2h30 de route seront nécessaires pour parvenir au parking du lac du Boréon, point de départ de la marche vers les 2150 mètres d'altitude du lac. 500 mètres de dénivelé positif attendent les marcheurs au départ de la vacherie du Boréon pour une ascension progressive, mais néanmoins casse-patte, de 10 km. Deux raidillons taquinent les chevilles et genoux, mais l'effort est récompensé d'une vue splendide sur le Mercantour et le lac.
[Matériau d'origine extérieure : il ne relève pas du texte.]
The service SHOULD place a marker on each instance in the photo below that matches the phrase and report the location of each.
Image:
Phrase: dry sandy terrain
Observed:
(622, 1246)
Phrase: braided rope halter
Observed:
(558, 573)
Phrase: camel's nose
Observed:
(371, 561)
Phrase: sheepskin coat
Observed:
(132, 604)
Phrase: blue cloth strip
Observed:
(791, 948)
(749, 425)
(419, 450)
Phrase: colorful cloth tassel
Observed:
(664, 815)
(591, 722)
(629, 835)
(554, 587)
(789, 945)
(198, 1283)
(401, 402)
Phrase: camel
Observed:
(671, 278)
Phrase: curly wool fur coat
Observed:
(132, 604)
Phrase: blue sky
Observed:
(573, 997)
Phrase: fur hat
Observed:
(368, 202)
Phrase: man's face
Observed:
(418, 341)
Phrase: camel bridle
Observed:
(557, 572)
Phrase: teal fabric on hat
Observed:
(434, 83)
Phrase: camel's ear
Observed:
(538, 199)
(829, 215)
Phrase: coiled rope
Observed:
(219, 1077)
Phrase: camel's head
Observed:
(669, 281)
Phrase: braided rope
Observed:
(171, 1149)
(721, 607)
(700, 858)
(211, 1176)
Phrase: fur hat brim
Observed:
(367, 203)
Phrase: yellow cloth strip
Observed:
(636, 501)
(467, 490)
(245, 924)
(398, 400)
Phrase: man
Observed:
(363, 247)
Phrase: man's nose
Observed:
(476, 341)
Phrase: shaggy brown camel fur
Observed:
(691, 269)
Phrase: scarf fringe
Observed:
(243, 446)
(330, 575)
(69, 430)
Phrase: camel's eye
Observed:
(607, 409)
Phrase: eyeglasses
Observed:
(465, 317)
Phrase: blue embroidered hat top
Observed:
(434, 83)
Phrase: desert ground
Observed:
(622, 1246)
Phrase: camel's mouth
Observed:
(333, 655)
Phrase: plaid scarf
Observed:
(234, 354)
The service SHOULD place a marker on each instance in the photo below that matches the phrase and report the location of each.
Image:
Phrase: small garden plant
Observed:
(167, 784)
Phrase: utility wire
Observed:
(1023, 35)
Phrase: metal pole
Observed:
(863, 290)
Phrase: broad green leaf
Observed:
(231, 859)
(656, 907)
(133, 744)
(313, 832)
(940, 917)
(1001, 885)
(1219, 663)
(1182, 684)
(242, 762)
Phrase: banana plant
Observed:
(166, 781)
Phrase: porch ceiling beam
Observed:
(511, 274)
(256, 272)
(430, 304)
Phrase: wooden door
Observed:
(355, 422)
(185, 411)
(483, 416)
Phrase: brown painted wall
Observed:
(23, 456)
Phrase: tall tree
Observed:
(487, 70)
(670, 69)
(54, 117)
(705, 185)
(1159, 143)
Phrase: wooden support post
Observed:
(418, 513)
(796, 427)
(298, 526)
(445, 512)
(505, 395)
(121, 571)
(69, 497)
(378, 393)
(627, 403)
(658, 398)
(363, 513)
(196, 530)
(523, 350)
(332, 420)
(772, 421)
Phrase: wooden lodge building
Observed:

Jusque la balise 424, le sentier alterne entre faux plats et raidillons. Le 1er d'entre eux laisse un souvenir amer aux genoux et l'on sait que le plus dur est à venir à partir du Gias Peïrastrèche. D'ici, le choix de passer par le refuge de Cougourde ou de poursuivre sur le GR52 est donné. Pour plus de facilité, le tour par Cougourde s'annonce moins sévère. A ce stade de marche, le choix du GR52 permet de rejoindre plus rapidement le lac, au prix d'un effort plus court mais plus intense.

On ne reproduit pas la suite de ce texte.